Last week, Sears Holdings, in fact, gave one of the worst holiday reports in retailing. For the nine-weeks ending Jan. 6, total U.S. comparable store sales fell 7.4%. That included a 5.7% decline at Sears and a 9.2% drop at Kmart. Comps sales at Sears Canada declined 4.4% and Sears Canada’s Apparel and Accessories business posted a comp decline of 1.5%.
‘Transforming Our Business’
What has some retail analysts rubbing their heads, however, is that some of the retailer’s strongest categories reported soft sales, too, such as consumer electronics, tools and home appliances. Toy sales dragged on Kmart’s comps too.
The company also projected a fourth quarter loss of $250 million to $360 million or $2.35 to $3.39 a share.

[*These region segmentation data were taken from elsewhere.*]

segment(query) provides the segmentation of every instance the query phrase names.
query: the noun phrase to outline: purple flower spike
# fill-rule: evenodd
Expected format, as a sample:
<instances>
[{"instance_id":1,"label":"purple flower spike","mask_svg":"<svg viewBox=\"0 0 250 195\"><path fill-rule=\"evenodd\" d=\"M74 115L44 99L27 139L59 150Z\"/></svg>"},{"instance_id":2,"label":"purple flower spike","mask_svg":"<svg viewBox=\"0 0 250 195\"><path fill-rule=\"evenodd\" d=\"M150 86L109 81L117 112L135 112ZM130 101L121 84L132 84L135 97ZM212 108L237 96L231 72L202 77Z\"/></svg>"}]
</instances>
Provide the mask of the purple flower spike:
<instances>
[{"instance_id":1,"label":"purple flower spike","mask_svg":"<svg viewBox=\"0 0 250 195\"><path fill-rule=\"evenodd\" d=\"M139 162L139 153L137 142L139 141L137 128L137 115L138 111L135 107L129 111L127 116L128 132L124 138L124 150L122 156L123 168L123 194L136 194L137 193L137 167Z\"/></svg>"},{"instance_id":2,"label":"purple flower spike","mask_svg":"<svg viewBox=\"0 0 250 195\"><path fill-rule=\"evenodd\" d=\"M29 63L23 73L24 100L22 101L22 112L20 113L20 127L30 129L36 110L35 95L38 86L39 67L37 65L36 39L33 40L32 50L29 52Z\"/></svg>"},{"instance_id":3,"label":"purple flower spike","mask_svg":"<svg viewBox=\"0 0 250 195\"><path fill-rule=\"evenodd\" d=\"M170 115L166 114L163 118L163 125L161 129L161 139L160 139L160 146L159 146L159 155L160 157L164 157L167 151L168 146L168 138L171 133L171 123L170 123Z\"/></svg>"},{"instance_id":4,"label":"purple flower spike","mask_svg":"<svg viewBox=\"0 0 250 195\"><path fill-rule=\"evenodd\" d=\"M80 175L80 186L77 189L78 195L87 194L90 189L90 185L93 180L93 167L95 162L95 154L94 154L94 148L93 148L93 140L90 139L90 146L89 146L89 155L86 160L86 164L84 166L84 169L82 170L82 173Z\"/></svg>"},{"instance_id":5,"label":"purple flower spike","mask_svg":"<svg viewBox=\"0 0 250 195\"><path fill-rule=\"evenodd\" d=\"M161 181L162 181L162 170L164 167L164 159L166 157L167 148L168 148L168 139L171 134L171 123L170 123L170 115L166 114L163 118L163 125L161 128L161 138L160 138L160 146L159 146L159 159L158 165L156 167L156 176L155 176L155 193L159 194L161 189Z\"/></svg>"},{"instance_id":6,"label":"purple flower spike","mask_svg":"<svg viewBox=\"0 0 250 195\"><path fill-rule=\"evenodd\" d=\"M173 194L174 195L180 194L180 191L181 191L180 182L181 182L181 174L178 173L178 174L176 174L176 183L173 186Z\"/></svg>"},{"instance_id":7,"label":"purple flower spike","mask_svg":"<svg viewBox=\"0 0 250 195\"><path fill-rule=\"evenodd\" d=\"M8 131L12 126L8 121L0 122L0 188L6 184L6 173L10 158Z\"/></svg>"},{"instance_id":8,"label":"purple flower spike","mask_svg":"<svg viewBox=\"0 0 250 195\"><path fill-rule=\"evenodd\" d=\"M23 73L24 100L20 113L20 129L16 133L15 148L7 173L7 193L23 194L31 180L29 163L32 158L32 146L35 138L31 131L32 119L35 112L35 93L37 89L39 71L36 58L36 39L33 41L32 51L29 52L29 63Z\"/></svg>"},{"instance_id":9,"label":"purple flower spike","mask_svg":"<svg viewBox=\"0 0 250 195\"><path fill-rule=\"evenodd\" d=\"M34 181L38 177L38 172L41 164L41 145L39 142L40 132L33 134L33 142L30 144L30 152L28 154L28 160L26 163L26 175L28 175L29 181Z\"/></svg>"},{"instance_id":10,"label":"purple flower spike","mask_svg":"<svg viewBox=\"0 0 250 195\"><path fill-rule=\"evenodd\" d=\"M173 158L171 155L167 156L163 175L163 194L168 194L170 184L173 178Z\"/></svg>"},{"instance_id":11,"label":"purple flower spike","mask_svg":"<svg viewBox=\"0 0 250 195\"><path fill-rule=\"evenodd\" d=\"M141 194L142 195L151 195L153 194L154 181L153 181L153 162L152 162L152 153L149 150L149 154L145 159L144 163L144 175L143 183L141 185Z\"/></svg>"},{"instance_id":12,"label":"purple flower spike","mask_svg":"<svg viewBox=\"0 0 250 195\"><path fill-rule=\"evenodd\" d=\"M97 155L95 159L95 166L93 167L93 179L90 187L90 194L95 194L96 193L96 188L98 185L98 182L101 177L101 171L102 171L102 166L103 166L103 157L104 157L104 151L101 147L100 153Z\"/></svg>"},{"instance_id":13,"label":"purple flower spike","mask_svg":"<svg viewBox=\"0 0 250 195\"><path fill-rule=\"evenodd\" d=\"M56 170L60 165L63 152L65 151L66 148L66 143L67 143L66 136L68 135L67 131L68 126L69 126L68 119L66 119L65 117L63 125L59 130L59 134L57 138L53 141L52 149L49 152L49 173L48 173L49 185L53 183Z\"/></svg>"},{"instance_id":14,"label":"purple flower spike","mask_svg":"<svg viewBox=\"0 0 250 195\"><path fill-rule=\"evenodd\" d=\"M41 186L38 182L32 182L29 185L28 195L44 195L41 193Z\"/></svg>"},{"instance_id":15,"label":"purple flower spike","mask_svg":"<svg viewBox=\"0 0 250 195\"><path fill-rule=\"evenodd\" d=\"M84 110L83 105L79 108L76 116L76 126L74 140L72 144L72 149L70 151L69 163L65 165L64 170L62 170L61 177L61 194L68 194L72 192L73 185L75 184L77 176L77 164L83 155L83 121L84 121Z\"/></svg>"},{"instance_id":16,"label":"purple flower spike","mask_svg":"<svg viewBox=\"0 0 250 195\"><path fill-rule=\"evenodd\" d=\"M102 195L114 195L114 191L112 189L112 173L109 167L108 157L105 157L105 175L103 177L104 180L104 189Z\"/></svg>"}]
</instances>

The net loss a year earlier had been $489 million, or $4.61 a share.
For its full fiscal year, Sears Holdings said it will lose between $1.3 billion and $1.4 billion, or $11.85 and $12.88 a share. (On the positive, Sears Holdings has $1 billion in cash and a credit facility of $2.3 billion.)
Responding to the dismal report, Sears Holdings said it is still amid a turnaround strategy which includes expanding its online presence.
“During the quarter, we continued to proactively transform our business to a member-centric integrated retailer leveraging our Shop Your Way program and platform,” the company said. “As previously stated, we are transitioning from a business that has historically focused on running a store network into a business that provides and delivers value by serving its members in the manner most convenient for them: whether in store, in home or through digital devices.”